The jury supported and corroborated the Board's finding and decision by answering interrogatory 2 finding that Sisson was not capable of obtaining and performing gainful employment on a reasonably continuous basis. It makes little difference whether we designate interrogatory 2 as a special or general verdict. By its answer of such interrogatory, the jury completely disposed of all issues in the case, for its answer completely upheld the Board's decision and there was no need for any further interrogatories and/or proceedings.
The majority's sole basis for a remand for a new trial is the answer to interrogatory 3. However, as interrogatory 2 had disposed of the entire case, there was no need to answer interrogatory 3, and it is surplusage. In addition, interrogatory 2 specifically prohibits the jury from answering interrogatory 3, saying, "If your answer to Interrogatory No. 2 is `No,' you will not answer Interrogatory No. 3."
The interrogatories in question here were contained in jury instruction 17. Instruction 17 was not objected to, nor was there any claim such instruction was erroneous on a motion for a judgment n.o.v. or a new trial.
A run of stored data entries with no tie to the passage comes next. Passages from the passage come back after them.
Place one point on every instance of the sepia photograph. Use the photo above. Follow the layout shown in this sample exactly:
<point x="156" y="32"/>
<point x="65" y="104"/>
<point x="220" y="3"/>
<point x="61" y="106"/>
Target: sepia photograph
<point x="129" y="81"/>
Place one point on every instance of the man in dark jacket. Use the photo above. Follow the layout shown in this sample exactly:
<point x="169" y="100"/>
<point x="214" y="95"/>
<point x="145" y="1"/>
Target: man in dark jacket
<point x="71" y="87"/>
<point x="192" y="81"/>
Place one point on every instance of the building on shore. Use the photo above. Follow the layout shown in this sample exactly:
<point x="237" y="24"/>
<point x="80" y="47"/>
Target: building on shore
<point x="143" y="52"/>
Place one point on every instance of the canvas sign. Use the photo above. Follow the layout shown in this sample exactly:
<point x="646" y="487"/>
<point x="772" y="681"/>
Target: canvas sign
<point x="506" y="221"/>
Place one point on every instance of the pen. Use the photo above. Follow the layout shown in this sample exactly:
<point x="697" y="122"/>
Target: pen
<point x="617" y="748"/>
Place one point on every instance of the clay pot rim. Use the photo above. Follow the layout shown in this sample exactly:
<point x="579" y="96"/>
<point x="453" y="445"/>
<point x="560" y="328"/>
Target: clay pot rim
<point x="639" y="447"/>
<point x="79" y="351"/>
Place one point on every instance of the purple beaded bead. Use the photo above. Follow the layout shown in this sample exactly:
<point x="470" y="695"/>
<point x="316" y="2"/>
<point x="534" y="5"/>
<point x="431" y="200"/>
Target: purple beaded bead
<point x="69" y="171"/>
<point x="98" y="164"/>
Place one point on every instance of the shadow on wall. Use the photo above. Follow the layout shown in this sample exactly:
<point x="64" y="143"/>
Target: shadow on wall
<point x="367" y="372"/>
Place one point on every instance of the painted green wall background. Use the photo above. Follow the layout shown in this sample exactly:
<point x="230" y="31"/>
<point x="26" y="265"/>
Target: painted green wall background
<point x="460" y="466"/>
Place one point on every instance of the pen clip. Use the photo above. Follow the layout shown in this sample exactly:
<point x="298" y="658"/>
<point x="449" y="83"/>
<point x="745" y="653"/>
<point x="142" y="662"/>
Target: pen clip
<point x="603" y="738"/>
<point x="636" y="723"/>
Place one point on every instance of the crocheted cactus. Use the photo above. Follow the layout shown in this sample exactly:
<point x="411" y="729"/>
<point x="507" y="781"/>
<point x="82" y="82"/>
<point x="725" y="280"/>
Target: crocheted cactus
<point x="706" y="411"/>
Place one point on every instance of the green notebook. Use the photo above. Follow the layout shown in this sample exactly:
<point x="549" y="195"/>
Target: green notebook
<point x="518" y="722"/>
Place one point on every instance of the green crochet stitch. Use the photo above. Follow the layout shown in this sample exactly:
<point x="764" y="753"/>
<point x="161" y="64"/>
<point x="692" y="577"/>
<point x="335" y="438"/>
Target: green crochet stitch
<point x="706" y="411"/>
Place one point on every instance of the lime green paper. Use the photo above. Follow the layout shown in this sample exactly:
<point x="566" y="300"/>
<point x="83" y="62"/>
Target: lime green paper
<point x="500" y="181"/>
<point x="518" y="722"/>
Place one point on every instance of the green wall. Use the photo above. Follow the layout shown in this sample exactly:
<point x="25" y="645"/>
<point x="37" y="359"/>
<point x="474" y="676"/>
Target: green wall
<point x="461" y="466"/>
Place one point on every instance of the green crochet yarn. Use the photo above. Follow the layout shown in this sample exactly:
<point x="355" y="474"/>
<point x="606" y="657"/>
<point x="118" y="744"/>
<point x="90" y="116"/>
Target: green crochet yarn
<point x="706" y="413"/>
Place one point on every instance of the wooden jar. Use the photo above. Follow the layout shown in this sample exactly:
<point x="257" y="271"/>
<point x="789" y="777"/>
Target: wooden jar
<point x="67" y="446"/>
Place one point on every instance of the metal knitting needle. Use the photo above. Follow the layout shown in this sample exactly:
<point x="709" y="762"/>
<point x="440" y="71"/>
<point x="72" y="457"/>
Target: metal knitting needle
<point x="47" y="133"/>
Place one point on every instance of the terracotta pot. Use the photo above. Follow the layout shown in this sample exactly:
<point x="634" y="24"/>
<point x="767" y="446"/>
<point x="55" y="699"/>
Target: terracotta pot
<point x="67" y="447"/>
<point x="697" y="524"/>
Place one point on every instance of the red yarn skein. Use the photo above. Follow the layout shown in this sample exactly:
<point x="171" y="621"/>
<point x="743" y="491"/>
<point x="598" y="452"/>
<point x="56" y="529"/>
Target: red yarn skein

On appeal, instruction 17 became the law of the case and cannot be challenged.
CONCLUSION
The jury's finding that Sisson was incapable of obtaining *520 and performing gainful employment on a reasonably continuous basis affirms the Board's finding and decision that Sisson sustained a total and permanent disability. The Department and employer failed to meet their burden of proof in overturning the presumption of the correctness of the Board's order. The trial court correctly affirmed the Board's findings that Sisson was totally and permanently disabled.
I would have affirmed the judgment of the trial court.
ROSELLINI, DOLLIVER, and DIMMICK, JJ., concur with DORE, J.
Reconsideration denied August 8, 1984.
NOTES
[1] Even if the first interrogatory could properly be characterized as a "general verdict", the second interrogatory would have to be characterized in the same manner as both interrogatories ask essentially the same question. Thus, no matter how the interrogatories are labeled, they cannot be harmonized.